TensorFlow.

Google’s machine intelligence framework is the new hotness right now. And when TensorFlow became installable on the Raspberry Pi, working with it became very easy to do. In a short time I made a neural network that counts in binary. So I thought I’d pass on what I’ve learned so far. Hopefully this makes it easier for anyone else who wants to try it, or for anyone who just wants some insight into neural networks.

What Is TensorFlow?

To quote the TensorFlow website, TensorFlow is an “open source software library for numerical computation using data flow graphs”. What do we mean by “data flow graphs”? Well, that’s the really cool part. But before we can answer that, we’ll need to talk a bit about the structure for a simple neural network.
Binary counter neural network
Binary counter neural network
Basics of a Neural Network

A simple neural network has some input units where the input goes. It also has hidden units, so-called because from a user’s perspective they’re literally hidden. And there are output units, from which we get the results. Off to the side are also bias units, which are there to help control the values emitted from the hidden and output units. Connecting all of these units are a bunch of weights, which are just numbers, each of which is associated with two units.
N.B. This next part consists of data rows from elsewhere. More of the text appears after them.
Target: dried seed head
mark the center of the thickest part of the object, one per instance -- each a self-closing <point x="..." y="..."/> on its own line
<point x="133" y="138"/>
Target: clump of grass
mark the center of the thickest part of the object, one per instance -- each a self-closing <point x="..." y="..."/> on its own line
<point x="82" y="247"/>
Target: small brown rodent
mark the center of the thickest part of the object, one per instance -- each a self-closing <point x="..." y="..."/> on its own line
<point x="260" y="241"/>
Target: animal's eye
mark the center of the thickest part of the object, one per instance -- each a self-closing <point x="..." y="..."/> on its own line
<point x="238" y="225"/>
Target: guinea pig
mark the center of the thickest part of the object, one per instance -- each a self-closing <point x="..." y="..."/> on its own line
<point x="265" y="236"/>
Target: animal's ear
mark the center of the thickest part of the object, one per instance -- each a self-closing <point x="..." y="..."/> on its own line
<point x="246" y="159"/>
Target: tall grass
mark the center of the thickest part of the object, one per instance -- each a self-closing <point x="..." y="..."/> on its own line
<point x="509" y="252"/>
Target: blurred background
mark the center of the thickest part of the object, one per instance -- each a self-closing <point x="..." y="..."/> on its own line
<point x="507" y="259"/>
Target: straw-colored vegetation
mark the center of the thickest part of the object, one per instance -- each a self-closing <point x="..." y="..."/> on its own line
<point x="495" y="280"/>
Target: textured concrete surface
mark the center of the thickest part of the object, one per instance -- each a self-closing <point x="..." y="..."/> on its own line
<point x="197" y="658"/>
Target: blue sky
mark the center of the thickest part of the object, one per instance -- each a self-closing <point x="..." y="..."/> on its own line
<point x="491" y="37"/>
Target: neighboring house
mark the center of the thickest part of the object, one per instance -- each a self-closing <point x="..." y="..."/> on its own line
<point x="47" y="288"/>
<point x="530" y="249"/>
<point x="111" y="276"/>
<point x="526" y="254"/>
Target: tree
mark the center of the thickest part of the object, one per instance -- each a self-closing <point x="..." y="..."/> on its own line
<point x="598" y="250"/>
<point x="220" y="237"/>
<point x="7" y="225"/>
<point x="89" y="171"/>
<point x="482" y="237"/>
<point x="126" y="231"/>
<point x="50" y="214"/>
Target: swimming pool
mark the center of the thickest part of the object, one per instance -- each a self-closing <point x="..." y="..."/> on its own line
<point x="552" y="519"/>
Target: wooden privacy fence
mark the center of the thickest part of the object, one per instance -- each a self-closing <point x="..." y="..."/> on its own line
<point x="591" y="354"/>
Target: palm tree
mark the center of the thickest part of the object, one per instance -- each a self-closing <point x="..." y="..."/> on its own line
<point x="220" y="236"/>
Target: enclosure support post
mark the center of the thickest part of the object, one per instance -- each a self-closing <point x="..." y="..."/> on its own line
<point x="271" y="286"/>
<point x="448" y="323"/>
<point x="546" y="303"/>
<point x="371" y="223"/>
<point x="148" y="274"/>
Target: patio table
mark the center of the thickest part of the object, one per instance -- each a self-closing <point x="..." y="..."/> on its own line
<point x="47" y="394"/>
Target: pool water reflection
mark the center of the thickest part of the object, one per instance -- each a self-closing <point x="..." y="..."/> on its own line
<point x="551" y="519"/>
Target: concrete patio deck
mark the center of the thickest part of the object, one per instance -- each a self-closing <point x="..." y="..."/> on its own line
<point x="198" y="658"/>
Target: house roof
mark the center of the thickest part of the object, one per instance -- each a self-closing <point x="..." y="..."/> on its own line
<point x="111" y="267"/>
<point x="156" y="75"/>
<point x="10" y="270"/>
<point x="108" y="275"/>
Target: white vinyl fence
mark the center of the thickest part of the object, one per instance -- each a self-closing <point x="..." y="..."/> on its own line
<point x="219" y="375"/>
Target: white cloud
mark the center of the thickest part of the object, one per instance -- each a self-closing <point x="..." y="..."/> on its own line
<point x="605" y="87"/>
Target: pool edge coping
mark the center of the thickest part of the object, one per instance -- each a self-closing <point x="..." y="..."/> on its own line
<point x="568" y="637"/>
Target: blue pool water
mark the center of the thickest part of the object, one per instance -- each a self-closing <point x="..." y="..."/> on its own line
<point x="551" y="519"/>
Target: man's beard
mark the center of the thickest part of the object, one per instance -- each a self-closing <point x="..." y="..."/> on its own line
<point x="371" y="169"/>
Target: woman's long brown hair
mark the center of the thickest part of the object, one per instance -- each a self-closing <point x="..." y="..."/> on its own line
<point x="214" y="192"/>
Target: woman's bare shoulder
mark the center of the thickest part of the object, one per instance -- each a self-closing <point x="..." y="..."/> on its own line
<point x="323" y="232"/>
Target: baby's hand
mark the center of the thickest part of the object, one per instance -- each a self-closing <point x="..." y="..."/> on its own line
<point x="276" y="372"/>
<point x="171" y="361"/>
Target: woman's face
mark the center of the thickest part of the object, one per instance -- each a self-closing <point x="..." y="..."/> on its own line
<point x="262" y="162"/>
The way we instill intelligence into this neural network is to assign values to all those weights. That’s what training a neural network does, find suitable values for those weights. Once trained, in our example, we’ll set the input units to the binary digits 0, 0, and 0 respectively, TensorFlow will do stuff with everything in between, and the output units will magically contain the binary digits 0, 0, and 1 respectively. In case you missed that, it knew that the next number after binary 000 was 001. For 001, it should spit out 010, and so on up to 111, wherein it’ll spit out 000. Once those weights are set appropriately, it’ll know how to count.
Binary counter neural network with matrices
Binary counter neural network with matrices

One step in “running” the neural network is to multiply the value of each weight by the value of its input unit, and then to store the result in the associated hidden unit.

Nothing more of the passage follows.